The temporary postponement of the Ukrainian aid was practically irrelevant considering that US assistance efforts have long fueled the poxes they promised to eradicate – especially kleptocracy, or government by thieves. A 2002 American Economic Review analysis concluded that “increases in [foreign] aid are associated with contemporaneous increases in corruption” and that “corruption is positively correlated with aid received from the United States.”
Then-President George W. Bush promised to reform foreign aid that year, declaring, “I think it makes no sense to give aid money to countries that are corrupt.” Regardless, the Bush administration continued delivering billions of dollars in handouts to many of the world’s most corrupt regimes.
Then-President Barack Obama, recognizing the failure of past US aid efforts, proclaimed at the United Nations in 2010 that the US government is “leading a global effort to combat corruption.” The following year, congressional Republicans sought to restrict foreign aid to fraud-ridden foreign regimes. Then-Secretary of State Hillary Clinton wailed that restricting handouts to nations that fail anti-corruption tests “has the potential to affect a staggering number of needy aid recipients.”
The Obama administration continued pouring tens of billions of US tax dollars into sinkholes such as Afghanistan, which even its president, Ashraf Ghani, admitted in 2016 was “one of the most corrupt countries on earth.” John Sopko, the Special Inspector General for Afghan Reconstruction (SIGAR), declared that “US policies and practices unintentionally aided and abetted corruption” in Afghanistan.
Since the end of the Soviet Union, the US has provided more than $6 billion in aid to Ukraine. At the House impeachment hearings, a key anti-Trump witness was acting US ambassador to the Ukraine, William B. Taylor Jr. The Washington Post hailed Taylor as someone who “spent much of the 1990s telling Ukrainian politicians that nothing was more critical to their long-term prosperity than rooting out corruption and bolstering the rule of law, in his role as the head of US development assistance for post-Soviet countries.” A New York Times editorial lauded Taylor and State Department deputy assistant secretary George Kent as witnesses who “came across not as angry Democrats or Deep State conspirators, but as men who have devoted their lives to serving their country.”
After their testimony spurred criticism, a Washington Post headline captured the capital city’s reaction: “The diplomatic corps has been wounded. The State Department needs to heal.” But not nearly as much as the foreigners supposedly rescued by US bureaucrats.
The Wall Street Journal reported on Oct. 31 that the International Monetary Fund, which has provided more than $20 billion in loans to Ukraine, “remains skeptical after a history of broken promises [from the Ukraine govt]. Kiev hasn’t successfully completed any of a series of IMF bailout packages over the past two decades, with systemic corruption at the heart of much of that failure.”

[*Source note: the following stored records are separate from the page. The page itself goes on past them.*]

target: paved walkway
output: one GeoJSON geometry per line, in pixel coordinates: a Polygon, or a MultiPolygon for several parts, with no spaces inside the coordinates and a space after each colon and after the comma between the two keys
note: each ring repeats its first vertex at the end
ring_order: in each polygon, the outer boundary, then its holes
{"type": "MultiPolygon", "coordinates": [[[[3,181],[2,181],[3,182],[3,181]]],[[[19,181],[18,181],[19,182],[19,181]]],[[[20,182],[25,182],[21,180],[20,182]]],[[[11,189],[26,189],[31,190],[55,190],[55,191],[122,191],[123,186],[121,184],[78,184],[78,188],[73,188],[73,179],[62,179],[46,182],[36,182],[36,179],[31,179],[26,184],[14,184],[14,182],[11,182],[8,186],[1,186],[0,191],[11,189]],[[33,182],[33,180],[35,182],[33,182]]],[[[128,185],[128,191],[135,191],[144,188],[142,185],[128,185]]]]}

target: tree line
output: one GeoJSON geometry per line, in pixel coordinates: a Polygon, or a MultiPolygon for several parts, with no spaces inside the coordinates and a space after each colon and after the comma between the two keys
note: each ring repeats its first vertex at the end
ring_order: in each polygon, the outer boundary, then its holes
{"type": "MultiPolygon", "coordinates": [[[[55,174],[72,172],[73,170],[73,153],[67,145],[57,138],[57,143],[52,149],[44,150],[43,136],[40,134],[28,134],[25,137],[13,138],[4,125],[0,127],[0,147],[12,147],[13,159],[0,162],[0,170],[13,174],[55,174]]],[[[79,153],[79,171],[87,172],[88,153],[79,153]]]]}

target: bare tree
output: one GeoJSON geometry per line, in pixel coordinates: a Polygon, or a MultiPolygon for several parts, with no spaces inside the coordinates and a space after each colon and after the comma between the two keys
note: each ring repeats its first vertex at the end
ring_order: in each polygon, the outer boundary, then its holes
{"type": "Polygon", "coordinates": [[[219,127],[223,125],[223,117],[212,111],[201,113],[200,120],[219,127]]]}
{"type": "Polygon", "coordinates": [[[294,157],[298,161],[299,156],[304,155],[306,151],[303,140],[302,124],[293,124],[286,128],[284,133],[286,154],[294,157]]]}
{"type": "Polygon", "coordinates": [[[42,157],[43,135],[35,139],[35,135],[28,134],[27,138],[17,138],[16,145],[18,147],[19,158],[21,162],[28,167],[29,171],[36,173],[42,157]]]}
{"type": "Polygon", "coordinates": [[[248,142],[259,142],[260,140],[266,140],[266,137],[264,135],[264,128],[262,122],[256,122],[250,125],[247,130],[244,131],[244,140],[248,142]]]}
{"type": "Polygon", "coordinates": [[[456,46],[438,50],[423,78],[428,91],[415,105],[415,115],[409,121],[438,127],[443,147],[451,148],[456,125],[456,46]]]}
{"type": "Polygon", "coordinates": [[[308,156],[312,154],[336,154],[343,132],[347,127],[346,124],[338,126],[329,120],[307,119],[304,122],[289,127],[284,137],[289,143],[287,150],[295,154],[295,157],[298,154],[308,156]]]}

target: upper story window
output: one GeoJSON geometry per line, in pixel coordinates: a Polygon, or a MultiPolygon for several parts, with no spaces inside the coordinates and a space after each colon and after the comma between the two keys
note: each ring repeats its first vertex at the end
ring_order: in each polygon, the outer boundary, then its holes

The IMF concluded that Ukraine continued to be vexed by “shortcomings in the legal framework, pervasive corruption, and large parts of the economy dominated by inefficient state-owned enterprises or by oligarchs.” That last item is damning for the US benevolent pretensions. If a former Soviet republic cannot even terminate its government-owned boondoggles, then why in hell was the US government bankrolling them?